SilverBirch Energy Corp. is still months away from being born, but already the man who is working to create Calgary's newest oil sands company is mulling whether he will need to sell it.
Part of the sale of UTS Energy to Total SA will involve creating SilverBirch, a new company that will hold a package of undeveloped UTS exploration properties separate from the proposed Fort Hills oil sands mine.
But markets have not traditionally placed much value in such lands, which remain years from producing oil, and analysts have already begun speculating that SilverBirch could present a gift-wrapped opportunity for a company like Teck Resources Ltd., which owns a 50-per-cent stake in many of the lands.
Yet even as Will Roach, the chief executive officer of UTS, worked to convince investors of the value attached to those lands - which contain a substantial amount of bitumen - he also warned about what will happen if he is unsuccessful.
If SilverBirch "trades badly and the assets are worth more, it will get sold," Mr. Roach said. "I hope that doesn't happen."
According to UTS estimates, the SilverBirch properties will contain more than 2.5 billion barrels of recoverable bitumen resource - enough to put the holdings on par with, for example, Royal Dutch Shell's Muskeg River mine, or Suncor's Millennium mine.
That's worth, depending on which analyst you talk to, anywhere between 70 cents and $1.50 per UTS share. But UTS shares rose on Wednesday to about $3.45 a share, valuing the extra properties at under 40 cents, once Total's $3.08-per-share deal, and the $50-million that will be injected into SilverBirch, are accounted for.
This puts Mr. Roach in a familiar bind. He has, for years, attempted to convince investors that undeveloped lands have substantial value. His troubles in doing that led him to sell off chunks of land in deals that brought far higher dollar figures than shareholders have assumed.

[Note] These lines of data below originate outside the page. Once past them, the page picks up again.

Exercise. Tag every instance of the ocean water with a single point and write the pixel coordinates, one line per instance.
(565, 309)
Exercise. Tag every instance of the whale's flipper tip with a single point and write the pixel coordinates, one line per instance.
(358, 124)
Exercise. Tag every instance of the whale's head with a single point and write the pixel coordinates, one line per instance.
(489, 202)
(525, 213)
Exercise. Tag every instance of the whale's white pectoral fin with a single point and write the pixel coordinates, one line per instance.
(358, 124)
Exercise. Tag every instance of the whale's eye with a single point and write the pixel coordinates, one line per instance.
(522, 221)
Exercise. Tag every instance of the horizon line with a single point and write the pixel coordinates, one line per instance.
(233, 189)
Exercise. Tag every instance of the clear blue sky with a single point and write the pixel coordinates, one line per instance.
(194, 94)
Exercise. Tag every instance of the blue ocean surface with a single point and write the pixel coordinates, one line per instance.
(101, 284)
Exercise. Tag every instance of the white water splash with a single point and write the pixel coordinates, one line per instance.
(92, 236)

Now he may find himself in a similar situation at SilverBirch. To emphasize the value in those assets, UTS released a timeline for their development, which will see SilverBirch request environmental approval to mine its Frontier and Equinox properties by the middle of next year and drill 50 holes in 2011 to prove up the amount of bitumen in some of its less-explored lands.
Investors like the strategy, especially since Fort Hills proved that obtaining an environmental permit for a project makes it substantially more attractive. UTS has 24 employees, and it's unlikely SilverBirch will have many more, meaning this a company that will generate value by increasing the desirability of its holdings rather than producing oil.
"You can generate plenty of value by starting from the early stages, finding the resource, getting it permitted, getting it ready to go into the major build phase and then bringing in partners," said Robert Lyon, senior vice-president and portfolio manager at AGF Investments Inc.
That's if SilverBirch has enough time to do all of that. In a research note Wednesday, National Bank Financial analyst Peter Ogden pointed out that "SilverBirch has a natural buyer in Teck," which may be tempted to buy it if valuations remain low. Teck is a 50-per-cent partner in the Equinox and Frontier projects.
Mr. Roach, however, is hopeful that SilverBirch's stock will rise - especially now that the $1.5-billion sale to Total more firmly establishes UTS leadership as capable of creating value.
"SilverBirch has got more money and more barrels in it than [UTS did]when I started here six years ago," he said. "We've got a reputation, a team and a good following. So I'm pretty optimistic."